Kelompok ini berkembang ke Indonesia Timur seperti di NTB dan Sulawesi Selatan. Di Sulsel kelompok ini berupaya membunuh Gubernur Sulsel Yasin Limpo.

Di Poso kelompok ini membunuh dan mengguburkan satu liang dua polisi. Di Jakarta, sel ini melakukan perampokan di Tambora. Di Beji Depok, laboratorium perakitan bom dibuat.

"Kalau dikristalkan, Abu Omar bukan JI atau JAT, dia NII. Antara NII, JI, JAT sebetulnya bukan yang terlalu beda. JI sempalan NII. Abu Bakar Baasyir posisinya Menteri Kehakiman NII saat membentuk JI. Tokoh di JI ada kaitan dgn struktur NII. Begitu JI ketahuan menjelma JAT, barangnya itu-itu juga, tokohnya itu-itu juga," kata Ansyaad.

Menurut Ansyaad, kelompok teror kerap berganti-ganti nama kelompoknya. Hal ini demi menghindari kejaran petugas atau mengecoh penyelidikan aparat.

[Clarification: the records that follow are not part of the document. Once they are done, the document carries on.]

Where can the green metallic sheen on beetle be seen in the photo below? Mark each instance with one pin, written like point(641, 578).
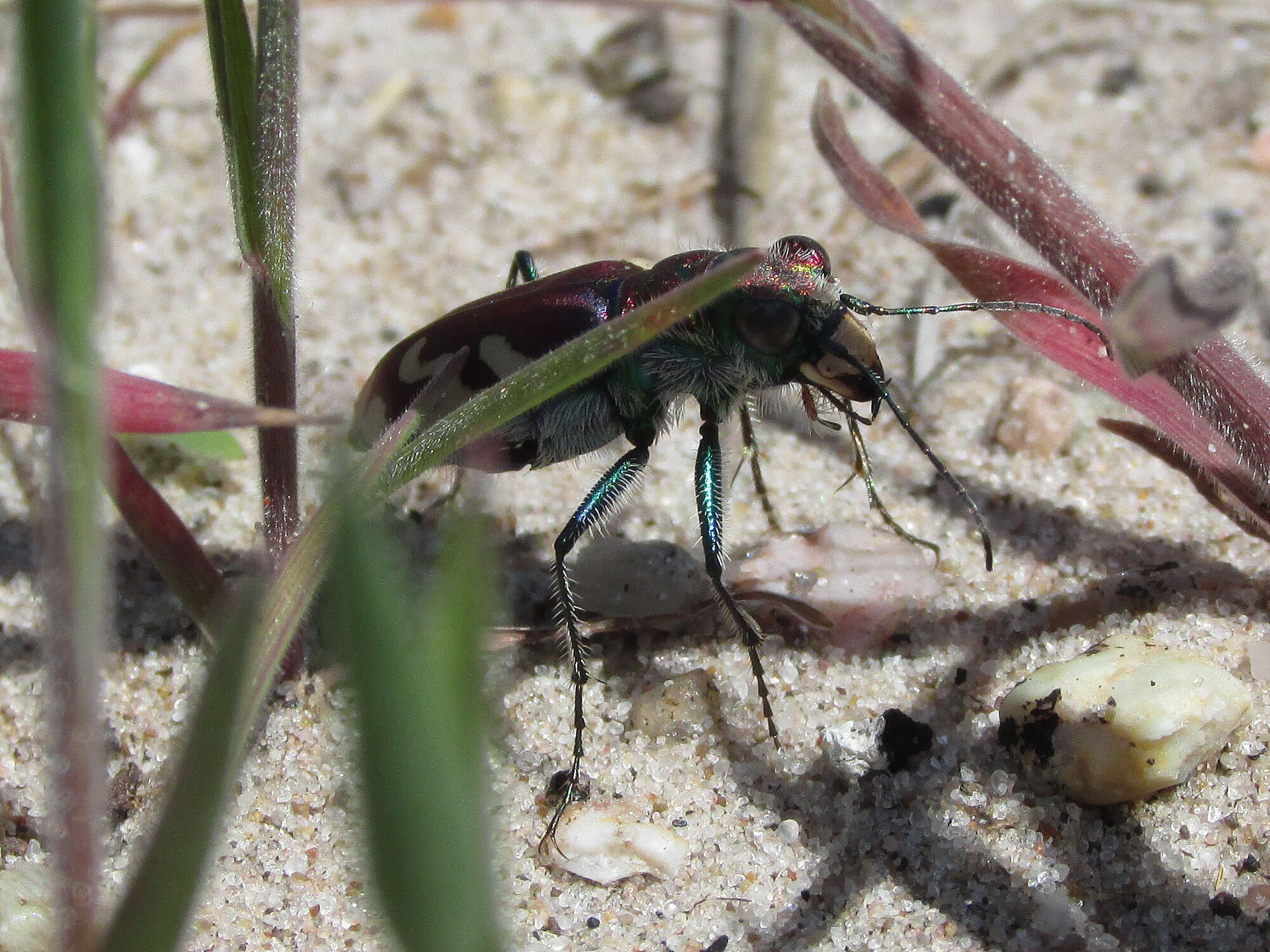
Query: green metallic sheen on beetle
point(788, 323)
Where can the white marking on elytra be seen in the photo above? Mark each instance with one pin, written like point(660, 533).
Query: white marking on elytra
point(411, 371)
point(501, 357)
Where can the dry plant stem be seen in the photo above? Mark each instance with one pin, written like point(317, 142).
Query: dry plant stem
point(60, 274)
point(120, 115)
point(126, 10)
point(1224, 406)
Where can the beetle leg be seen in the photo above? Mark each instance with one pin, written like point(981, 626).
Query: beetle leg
point(599, 505)
point(866, 468)
point(524, 270)
point(751, 445)
point(711, 512)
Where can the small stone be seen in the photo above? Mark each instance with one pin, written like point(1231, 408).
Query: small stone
point(1125, 720)
point(27, 915)
point(622, 579)
point(1037, 418)
point(608, 843)
point(863, 581)
point(679, 709)
point(789, 832)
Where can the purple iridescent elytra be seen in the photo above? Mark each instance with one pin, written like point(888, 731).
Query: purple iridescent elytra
point(703, 359)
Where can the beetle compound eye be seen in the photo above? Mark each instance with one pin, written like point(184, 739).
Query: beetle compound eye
point(766, 324)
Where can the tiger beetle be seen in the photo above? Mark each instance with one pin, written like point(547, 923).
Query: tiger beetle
point(787, 324)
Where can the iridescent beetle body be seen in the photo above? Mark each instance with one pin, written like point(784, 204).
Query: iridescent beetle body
point(788, 323)
point(703, 359)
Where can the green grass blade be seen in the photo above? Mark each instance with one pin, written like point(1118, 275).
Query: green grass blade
point(307, 558)
point(417, 668)
point(276, 136)
point(233, 58)
point(153, 915)
point(62, 228)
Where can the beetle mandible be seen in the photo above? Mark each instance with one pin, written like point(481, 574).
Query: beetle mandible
point(788, 323)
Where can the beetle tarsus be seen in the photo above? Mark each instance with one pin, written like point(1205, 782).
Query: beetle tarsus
point(599, 505)
point(711, 516)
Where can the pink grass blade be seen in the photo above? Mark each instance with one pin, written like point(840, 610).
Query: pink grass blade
point(1208, 400)
point(139, 406)
point(173, 548)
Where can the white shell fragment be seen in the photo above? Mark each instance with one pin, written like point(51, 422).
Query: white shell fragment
point(864, 581)
point(608, 843)
point(622, 579)
point(1125, 720)
point(679, 709)
point(27, 918)
point(1038, 418)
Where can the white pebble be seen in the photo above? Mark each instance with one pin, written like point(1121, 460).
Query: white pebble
point(1037, 420)
point(1125, 720)
point(26, 909)
point(608, 843)
point(1259, 659)
point(622, 579)
point(789, 832)
point(680, 708)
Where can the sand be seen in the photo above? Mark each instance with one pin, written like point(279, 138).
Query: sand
point(497, 143)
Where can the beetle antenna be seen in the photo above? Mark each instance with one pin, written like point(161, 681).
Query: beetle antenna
point(940, 469)
point(864, 308)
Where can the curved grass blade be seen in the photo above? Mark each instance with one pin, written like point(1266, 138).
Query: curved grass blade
point(140, 406)
point(417, 668)
point(154, 912)
point(389, 470)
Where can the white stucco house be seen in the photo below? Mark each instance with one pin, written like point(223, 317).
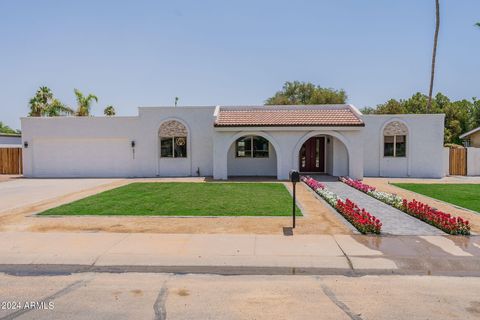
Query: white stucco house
point(223, 141)
point(10, 140)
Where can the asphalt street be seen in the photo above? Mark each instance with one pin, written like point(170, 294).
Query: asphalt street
point(176, 296)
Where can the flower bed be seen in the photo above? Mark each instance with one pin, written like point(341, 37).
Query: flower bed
point(434, 217)
point(358, 217)
point(386, 197)
point(437, 218)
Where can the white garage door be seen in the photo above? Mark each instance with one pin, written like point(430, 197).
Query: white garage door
point(82, 158)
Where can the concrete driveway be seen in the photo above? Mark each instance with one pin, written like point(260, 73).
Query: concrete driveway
point(22, 192)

"Nama sekarang sudah tidak relevan, berbagai macam mereka gunakan nama untuk menghindari petugas.
Yang jelas mereka kelompok teroris," tegas
Indonesia, menurut Ansyaad, tergolong lunak dalam upaya pemberantasan terorisme. Dia membandingkan dengan pemerintah Malaysia yang menggunakan militer dalam operasi terorisme di Sabah beberapa waktu lalu.

Sementara Indonesia masih menggunakan pendekatan penegakkan hukum dengan menggedepankan kepolisian.

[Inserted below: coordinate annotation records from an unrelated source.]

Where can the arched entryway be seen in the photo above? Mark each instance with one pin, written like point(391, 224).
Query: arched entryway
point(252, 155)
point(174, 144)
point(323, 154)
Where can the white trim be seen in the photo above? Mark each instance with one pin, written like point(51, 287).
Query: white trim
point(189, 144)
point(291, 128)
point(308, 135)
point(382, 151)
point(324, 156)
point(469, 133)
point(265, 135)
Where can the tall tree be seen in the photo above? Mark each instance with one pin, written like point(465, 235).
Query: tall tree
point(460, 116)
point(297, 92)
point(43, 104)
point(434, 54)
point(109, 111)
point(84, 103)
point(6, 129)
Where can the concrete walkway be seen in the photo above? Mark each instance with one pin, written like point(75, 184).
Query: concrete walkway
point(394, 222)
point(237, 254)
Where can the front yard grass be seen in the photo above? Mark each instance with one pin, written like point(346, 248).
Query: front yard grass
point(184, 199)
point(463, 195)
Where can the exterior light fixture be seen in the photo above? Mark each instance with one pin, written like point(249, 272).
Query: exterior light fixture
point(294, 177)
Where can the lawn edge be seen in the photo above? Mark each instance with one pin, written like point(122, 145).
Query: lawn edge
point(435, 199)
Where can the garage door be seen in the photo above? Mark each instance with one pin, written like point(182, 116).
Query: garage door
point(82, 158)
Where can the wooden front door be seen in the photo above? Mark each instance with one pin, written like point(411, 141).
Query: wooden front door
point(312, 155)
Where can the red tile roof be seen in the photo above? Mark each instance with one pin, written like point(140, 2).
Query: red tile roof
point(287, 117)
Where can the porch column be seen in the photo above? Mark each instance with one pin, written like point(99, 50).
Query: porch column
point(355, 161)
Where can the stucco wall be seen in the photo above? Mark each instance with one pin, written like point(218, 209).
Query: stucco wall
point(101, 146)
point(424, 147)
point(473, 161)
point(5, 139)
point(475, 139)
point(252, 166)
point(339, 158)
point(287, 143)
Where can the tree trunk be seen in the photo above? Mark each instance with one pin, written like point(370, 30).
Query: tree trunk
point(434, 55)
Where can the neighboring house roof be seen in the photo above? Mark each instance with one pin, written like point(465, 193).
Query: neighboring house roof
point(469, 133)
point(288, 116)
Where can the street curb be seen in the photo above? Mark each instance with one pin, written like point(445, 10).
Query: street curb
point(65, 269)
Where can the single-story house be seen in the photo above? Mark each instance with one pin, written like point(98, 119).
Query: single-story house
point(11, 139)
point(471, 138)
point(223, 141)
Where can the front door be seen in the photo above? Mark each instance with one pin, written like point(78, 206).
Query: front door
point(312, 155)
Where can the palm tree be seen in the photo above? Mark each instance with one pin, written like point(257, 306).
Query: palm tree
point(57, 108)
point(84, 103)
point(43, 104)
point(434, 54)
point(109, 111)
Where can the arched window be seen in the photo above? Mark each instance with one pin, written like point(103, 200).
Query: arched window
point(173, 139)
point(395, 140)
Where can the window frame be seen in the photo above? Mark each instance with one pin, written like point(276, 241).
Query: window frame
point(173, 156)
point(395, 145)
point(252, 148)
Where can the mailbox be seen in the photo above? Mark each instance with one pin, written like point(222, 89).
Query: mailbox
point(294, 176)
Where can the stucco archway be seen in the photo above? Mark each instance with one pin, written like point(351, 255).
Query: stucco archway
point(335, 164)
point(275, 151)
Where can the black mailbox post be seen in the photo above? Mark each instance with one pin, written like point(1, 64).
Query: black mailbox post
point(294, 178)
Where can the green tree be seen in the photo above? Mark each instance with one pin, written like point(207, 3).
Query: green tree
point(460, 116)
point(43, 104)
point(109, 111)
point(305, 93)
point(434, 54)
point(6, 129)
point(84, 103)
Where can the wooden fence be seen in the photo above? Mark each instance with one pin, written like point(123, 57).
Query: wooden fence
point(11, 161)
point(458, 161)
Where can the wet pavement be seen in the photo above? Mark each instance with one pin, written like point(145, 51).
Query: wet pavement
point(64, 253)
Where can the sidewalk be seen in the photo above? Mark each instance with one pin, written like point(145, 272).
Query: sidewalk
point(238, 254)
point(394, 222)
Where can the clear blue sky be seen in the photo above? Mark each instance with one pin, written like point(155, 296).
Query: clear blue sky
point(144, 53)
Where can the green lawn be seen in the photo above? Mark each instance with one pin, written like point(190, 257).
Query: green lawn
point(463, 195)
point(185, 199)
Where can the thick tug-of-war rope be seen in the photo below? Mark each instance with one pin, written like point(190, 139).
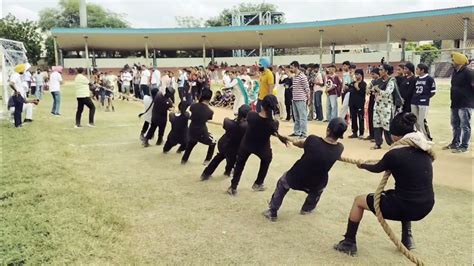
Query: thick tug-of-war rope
point(378, 191)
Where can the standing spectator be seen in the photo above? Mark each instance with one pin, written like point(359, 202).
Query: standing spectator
point(39, 79)
point(407, 87)
point(425, 88)
point(357, 103)
point(346, 80)
point(83, 96)
point(318, 93)
point(300, 101)
point(156, 79)
point(267, 81)
point(126, 80)
point(145, 76)
point(333, 90)
point(462, 102)
point(55, 82)
point(383, 108)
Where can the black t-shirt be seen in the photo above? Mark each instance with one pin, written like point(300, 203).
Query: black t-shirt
point(357, 97)
point(259, 130)
point(462, 88)
point(310, 172)
point(412, 170)
point(179, 125)
point(234, 132)
point(200, 114)
point(161, 105)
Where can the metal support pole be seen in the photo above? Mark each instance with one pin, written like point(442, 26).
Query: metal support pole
point(403, 50)
point(87, 57)
point(333, 52)
point(56, 57)
point(321, 48)
point(204, 51)
point(464, 39)
point(146, 52)
point(387, 59)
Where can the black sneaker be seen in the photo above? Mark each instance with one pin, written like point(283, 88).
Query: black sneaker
point(231, 191)
point(257, 187)
point(347, 246)
point(270, 216)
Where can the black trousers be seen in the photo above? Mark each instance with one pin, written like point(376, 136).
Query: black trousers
point(265, 155)
point(282, 188)
point(357, 116)
point(378, 136)
point(172, 141)
point(161, 125)
point(205, 139)
point(80, 107)
point(229, 154)
point(371, 115)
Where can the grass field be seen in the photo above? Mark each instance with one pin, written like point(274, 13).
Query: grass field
point(95, 196)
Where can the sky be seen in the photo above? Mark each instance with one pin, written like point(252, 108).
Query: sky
point(161, 14)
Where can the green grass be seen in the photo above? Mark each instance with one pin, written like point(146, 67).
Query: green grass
point(95, 196)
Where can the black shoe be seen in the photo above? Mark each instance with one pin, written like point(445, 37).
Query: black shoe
point(407, 237)
point(231, 191)
point(347, 246)
point(270, 216)
point(257, 187)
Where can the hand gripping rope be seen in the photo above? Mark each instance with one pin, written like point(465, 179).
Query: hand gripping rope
point(378, 213)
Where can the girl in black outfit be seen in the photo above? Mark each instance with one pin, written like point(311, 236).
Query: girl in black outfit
point(179, 129)
point(200, 114)
point(228, 144)
point(413, 196)
point(257, 141)
point(310, 172)
point(159, 117)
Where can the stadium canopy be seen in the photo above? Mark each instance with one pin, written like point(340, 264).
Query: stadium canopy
point(443, 24)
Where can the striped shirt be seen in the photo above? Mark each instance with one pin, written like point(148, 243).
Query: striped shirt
point(300, 87)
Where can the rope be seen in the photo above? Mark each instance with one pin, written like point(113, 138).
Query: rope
point(412, 257)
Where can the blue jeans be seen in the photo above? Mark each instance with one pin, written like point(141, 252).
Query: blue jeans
point(461, 124)
point(331, 107)
point(301, 118)
point(318, 105)
point(56, 102)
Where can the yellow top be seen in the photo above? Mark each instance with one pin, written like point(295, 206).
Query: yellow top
point(266, 80)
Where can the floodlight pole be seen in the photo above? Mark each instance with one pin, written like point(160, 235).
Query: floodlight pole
point(403, 49)
point(464, 39)
point(86, 48)
point(321, 48)
point(146, 52)
point(203, 50)
point(333, 51)
point(387, 59)
point(55, 47)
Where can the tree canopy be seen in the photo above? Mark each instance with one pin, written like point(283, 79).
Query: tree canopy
point(27, 32)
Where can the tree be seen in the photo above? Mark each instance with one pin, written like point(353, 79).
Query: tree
point(225, 17)
point(27, 32)
point(67, 16)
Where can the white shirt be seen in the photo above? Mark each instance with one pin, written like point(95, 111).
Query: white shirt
point(55, 80)
point(145, 77)
point(155, 77)
point(126, 77)
point(16, 79)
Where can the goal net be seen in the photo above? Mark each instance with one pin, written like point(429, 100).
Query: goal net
point(11, 54)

"Kita konsisten penegakan hukum," kata Ansyaad.

"Kita tidak memusuhi apa yang mereka perjuangkan, menegakan Syariat Islam. Kita semua muslim, menghormati itu. Kita tidak suka kekerasannya itu," ujar Ansyaad.

Sumber: http://news.detik.com/read/2013/12/19/204923/2447205/10/jejak-teroris-di-indonesia-dari-nii-bermuara-di-abu-bakar-baasyir

** Catatan: Asbirin Maulana owner Yayasan Manunggal Bangsa Malang dan TK SD Unggulan Al Yaklu Malang, menurut sumber intelejen melarikan diri ke Aceh setelah penggrebekan oleh Polresta Malang dan Kodim Malang.